How to Actually Read Your Blood Work — And Why "Normal" Isn't Always Optimal
Have you ever gotten your lab results back, been told everything looks normal, and still felt terrible?
You're not imagining things.
This is one of the most common experiences people bring to NOVA Wellness. They've had bloodwork done — sometimes recently, sometimes multiple times over several years. Their doctor reviewed it and said everything was fine. And yet they're exhausted, gaining weight, losing muscle, struggling with mood, or just not feeling like themselves.
There's a reason for that. And it's not complicated once you understand it.
Normal Isn't the Same as Optimal
Lab reference ranges — the numbers printed next to your results showing what's "normal" — are built from population averages. Meaning they represent the middle of the distribution among everyone who has been tested, including people who are sedentary, metabolically unwell, or dealing with undiagnosed conditions.
You don't want to be average. You want to feel well.

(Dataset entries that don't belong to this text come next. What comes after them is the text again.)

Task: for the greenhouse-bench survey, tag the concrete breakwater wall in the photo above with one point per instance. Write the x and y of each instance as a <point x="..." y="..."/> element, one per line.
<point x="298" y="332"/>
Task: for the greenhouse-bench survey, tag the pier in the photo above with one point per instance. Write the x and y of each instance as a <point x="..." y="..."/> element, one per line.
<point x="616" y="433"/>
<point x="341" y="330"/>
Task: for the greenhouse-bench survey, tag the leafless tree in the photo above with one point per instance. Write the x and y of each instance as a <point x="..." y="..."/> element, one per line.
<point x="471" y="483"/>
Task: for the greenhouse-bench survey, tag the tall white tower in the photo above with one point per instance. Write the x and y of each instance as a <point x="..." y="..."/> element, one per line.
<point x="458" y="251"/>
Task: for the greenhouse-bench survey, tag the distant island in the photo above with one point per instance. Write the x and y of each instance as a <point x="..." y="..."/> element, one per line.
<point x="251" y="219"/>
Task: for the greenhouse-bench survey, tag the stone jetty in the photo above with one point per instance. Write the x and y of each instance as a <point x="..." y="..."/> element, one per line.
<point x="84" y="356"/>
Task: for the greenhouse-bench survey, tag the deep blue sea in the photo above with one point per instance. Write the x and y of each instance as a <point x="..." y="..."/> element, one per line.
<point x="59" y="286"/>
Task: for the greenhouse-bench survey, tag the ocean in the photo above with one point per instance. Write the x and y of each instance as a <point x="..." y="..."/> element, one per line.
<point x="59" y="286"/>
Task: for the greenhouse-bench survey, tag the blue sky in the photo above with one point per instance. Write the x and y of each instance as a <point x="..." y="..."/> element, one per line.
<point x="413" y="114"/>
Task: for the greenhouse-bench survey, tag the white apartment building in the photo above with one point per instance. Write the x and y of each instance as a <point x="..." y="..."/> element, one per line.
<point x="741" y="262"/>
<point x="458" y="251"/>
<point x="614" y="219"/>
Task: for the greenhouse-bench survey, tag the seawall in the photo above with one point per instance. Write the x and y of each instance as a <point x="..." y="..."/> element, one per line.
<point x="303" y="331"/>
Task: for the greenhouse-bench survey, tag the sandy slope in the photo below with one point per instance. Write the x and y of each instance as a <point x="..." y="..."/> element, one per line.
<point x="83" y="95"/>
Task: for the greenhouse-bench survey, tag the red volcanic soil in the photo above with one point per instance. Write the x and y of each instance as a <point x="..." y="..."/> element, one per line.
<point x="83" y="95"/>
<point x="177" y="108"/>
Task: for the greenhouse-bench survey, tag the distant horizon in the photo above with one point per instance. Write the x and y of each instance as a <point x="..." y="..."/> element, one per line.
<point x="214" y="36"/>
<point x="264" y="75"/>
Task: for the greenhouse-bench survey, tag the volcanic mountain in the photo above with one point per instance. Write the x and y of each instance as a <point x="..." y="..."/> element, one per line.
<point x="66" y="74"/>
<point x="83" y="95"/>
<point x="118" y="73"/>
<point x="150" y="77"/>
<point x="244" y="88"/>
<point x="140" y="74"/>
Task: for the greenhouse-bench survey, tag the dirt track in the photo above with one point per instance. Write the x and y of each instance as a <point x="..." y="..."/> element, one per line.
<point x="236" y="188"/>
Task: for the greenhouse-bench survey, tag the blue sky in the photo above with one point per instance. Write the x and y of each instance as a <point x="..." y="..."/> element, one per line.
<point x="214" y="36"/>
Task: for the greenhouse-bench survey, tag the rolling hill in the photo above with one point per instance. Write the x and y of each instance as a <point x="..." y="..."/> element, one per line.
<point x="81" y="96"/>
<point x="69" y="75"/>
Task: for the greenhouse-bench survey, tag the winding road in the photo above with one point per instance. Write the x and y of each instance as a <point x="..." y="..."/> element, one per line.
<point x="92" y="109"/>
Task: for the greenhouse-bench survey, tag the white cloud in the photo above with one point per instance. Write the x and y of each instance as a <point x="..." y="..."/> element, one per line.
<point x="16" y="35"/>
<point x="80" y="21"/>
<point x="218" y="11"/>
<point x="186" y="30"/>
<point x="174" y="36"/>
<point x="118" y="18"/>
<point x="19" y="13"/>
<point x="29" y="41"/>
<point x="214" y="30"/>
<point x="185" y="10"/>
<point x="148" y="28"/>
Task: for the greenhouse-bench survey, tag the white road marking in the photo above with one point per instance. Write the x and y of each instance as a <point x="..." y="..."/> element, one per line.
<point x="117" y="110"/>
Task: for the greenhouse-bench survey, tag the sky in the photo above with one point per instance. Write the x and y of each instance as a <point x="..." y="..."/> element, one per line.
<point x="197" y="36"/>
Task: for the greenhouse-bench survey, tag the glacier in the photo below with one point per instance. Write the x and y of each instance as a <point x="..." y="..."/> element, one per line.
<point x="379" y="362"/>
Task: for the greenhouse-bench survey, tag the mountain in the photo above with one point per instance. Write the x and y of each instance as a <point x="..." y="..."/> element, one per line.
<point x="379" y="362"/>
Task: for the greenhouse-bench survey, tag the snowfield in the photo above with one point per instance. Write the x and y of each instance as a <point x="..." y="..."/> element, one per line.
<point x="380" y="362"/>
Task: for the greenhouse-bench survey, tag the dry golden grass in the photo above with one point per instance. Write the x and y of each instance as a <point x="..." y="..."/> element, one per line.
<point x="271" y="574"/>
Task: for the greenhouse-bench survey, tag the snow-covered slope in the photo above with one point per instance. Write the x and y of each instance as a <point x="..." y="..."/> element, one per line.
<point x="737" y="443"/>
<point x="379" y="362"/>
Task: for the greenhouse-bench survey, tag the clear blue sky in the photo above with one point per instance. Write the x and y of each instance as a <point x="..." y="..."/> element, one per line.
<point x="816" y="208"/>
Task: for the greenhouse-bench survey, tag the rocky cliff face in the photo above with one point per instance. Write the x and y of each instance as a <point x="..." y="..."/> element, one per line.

Those are different standards. And the gap between them is where a lot of people fall through the cracks of conventional medicine.
At NOVA, I'm not asking "is this number in range?" I'm asking "is this number where it needs to be for this person to feel their best?" That's a different question. It leads to different answers.
Labs Tell a Story — But Only If You Read the Whole Thing
Single numbers in isolation can be misleading. What I'm looking for isn't just whether a value falls inside a reference range — it's the pattern. How do these markers relate to each other? What does the full picture say?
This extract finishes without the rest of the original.